House Rep. Liz Cheney (R-WY), the daughter of former Vice President Dick Cheney, is no longer the third-highest ranking House Republican due to disagreements over President Trump’s actions following the 2016 presidential election. The move was a stark one in Congress and brought to light the growing conversation surrounding “cancel culture,” where public figures are subject to quick removal based on disagreements or comments they made. As many House GOP leaders look to Rep. Elise Stefanik (R-NY) to step in for Cheney, her public castigation has potentially given her a new platform to voice her concerns. However, many people and brands have been targeted or become victims of cancel culture, and the move to oust Cheney has raised the issue once again. Regardless of political affiliation, one thing is for sure: cancel culture is becoming more common across the spectrum. Read more in National Review.
Grocery store sticker shock: inflation grows as the U.S. economy bounces back.
Aided by trillions of dollars in fiscal stimulus funds and a growing vaccinated population, the economy is finding itself on the mend following the pandemic. However, the quick economic turnaround has also affected the expected inflation and is causing the economy to “overheat.” The Labor Department reported its Consumer Price Index jumped 4.2 percent in April from the year before, accelerating at its fastest pace in more than 12 years. Americans are paying more now for gas, groceries, cars, clothing, and everyday expenses. The reason? Rapid consumer spending combined with supply chain setbacks is driving prices higher and decreasing purchasing power over time. Experts now anticipate the inflation rate to increase to more than 3.4 percent over the next year. With job openings reaching a high without the workers needed to fill the positions, it may prompt a move on interest rates sooner than expected. Price rebounds from a recession are common, but experts say Americans may need to ride out this inflated period until temperatures cool down. Read more in CNBC.
- 45%: The percentage of the East Coast’s fuel supplied by the Colonial Pipeline, which had to pause operations this week after hackers broke into its servers.
- 119 million: The number of Americans now fully vaccinated, and who the CDC says can now go most places without a mask, according to new guidelines.

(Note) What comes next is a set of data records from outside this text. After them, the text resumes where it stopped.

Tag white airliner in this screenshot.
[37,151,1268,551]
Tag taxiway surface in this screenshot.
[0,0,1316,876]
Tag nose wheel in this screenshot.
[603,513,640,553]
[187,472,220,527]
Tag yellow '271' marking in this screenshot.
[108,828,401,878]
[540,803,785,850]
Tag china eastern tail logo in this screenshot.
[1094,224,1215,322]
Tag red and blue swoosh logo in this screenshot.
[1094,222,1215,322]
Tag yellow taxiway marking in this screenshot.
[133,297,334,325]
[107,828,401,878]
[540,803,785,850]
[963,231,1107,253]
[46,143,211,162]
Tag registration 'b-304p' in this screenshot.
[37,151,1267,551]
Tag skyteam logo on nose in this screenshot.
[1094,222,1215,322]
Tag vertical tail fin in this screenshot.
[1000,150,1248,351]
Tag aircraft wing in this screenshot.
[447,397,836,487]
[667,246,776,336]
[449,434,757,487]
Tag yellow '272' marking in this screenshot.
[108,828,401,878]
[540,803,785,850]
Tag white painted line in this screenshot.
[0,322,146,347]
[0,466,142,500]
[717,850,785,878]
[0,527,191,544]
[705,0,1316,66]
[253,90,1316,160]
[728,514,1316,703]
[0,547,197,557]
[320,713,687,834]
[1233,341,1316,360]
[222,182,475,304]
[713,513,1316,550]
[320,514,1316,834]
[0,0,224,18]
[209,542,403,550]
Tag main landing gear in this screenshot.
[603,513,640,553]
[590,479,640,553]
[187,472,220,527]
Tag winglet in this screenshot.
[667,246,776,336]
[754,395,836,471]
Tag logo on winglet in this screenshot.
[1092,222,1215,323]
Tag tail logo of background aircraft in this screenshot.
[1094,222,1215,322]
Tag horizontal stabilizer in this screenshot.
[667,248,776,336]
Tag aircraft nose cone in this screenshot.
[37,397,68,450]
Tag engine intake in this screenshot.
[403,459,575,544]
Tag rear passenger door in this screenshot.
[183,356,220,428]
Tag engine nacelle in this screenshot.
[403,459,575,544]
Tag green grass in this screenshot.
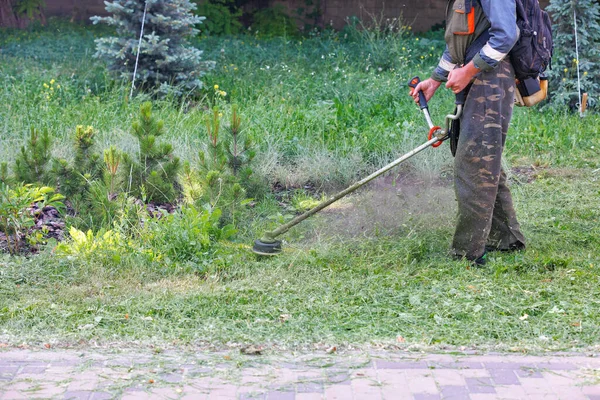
[0,18,600,351]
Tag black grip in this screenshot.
[408,76,428,110]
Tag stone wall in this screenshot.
[41,0,549,32]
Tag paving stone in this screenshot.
[324,385,352,400]
[267,391,296,400]
[63,391,92,400]
[325,372,352,385]
[515,369,544,378]
[440,386,469,400]
[19,365,47,375]
[90,392,114,400]
[431,369,466,386]
[296,393,323,400]
[413,393,442,400]
[537,361,577,371]
[375,360,429,369]
[160,374,183,383]
[238,391,267,400]
[488,369,521,385]
[404,370,439,394]
[296,382,324,393]
[465,378,496,393]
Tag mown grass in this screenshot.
[0,19,600,350]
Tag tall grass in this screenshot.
[0,21,600,349]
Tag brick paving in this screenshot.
[0,349,600,400]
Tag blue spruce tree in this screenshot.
[92,0,212,94]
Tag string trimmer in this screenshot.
[252,77,462,256]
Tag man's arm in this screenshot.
[446,0,519,94]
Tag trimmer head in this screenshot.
[252,239,281,256]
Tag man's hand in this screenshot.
[409,78,442,104]
[446,61,479,94]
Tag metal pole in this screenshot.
[129,0,148,98]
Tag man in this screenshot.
[410,0,525,265]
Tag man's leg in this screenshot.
[487,171,525,250]
[452,61,522,260]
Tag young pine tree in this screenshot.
[546,0,600,107]
[14,128,51,184]
[92,0,211,94]
[123,102,181,204]
[52,125,102,203]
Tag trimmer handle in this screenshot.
[408,76,428,110]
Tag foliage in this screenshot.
[192,105,255,221]
[252,4,300,38]
[0,182,64,254]
[142,205,236,272]
[15,0,46,19]
[92,0,214,94]
[196,0,243,35]
[52,125,102,211]
[14,127,51,183]
[547,0,600,108]
[123,102,180,203]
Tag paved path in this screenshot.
[0,349,600,400]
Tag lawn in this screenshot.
[0,21,600,351]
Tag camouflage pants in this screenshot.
[452,61,525,260]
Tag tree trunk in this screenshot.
[0,0,19,28]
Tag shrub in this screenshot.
[190,105,255,221]
[0,183,63,254]
[547,0,600,106]
[252,4,300,37]
[52,125,102,210]
[196,0,243,35]
[92,0,210,94]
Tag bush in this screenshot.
[252,4,300,37]
[92,0,210,94]
[123,102,180,204]
[0,183,63,254]
[196,0,243,35]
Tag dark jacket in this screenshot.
[431,0,519,82]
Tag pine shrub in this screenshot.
[123,102,180,204]
[92,0,212,94]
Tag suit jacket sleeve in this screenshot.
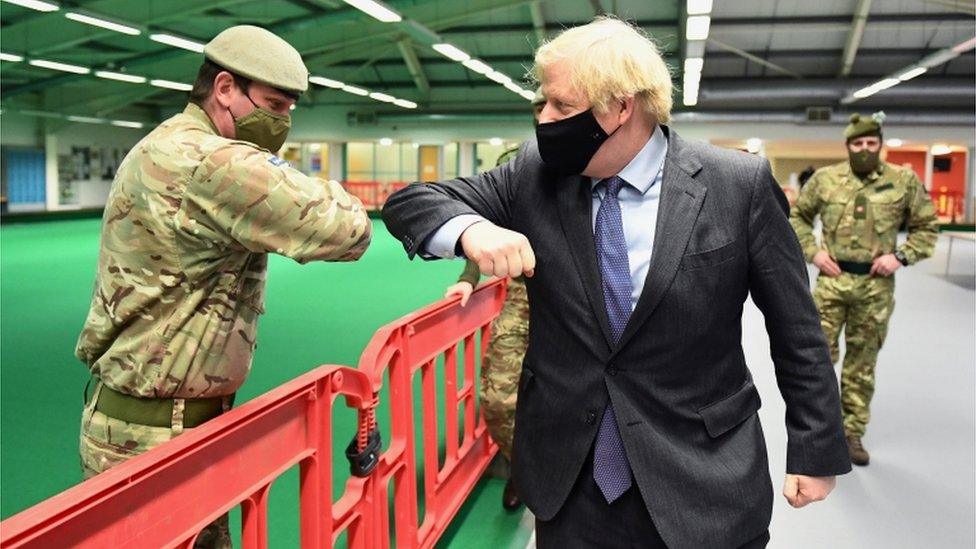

- 8.1 million: The number of job openings in March posted in the U.S. – that’s the highest number on record since the government starting tracking job numbers back in 2000.
- 11: The number of states to date that have announced it will be ending the federal unemployment benefits that have been in place since the pandemic began. The American Rescue Plan initially expected to offer these funds through Sept. 6th.
- $1 million: The amount that five randomly chosen, fully vaccinated Ohioans will receive in a state lottery. The announcement is making national headlines as a controversial move to incentivize getting vaccinated.
- 4.2%: The percentage increase in U.S. inflation year over year, raising concerns that the U.S. economy is overheating.
- $365 billion: The amount of cryptocurrency estimated to be wiped off the market after Tesla announced it would stop purchasing cars with bitcoin.
- 10 months ago: The last time COVID-19 deaths in the U.S. were this low, as the country continues to see a decline with more Americans vaccinated.
- 17: The number of games that will be played in the NFL regular season. Previously, seasons consisted of 16 games.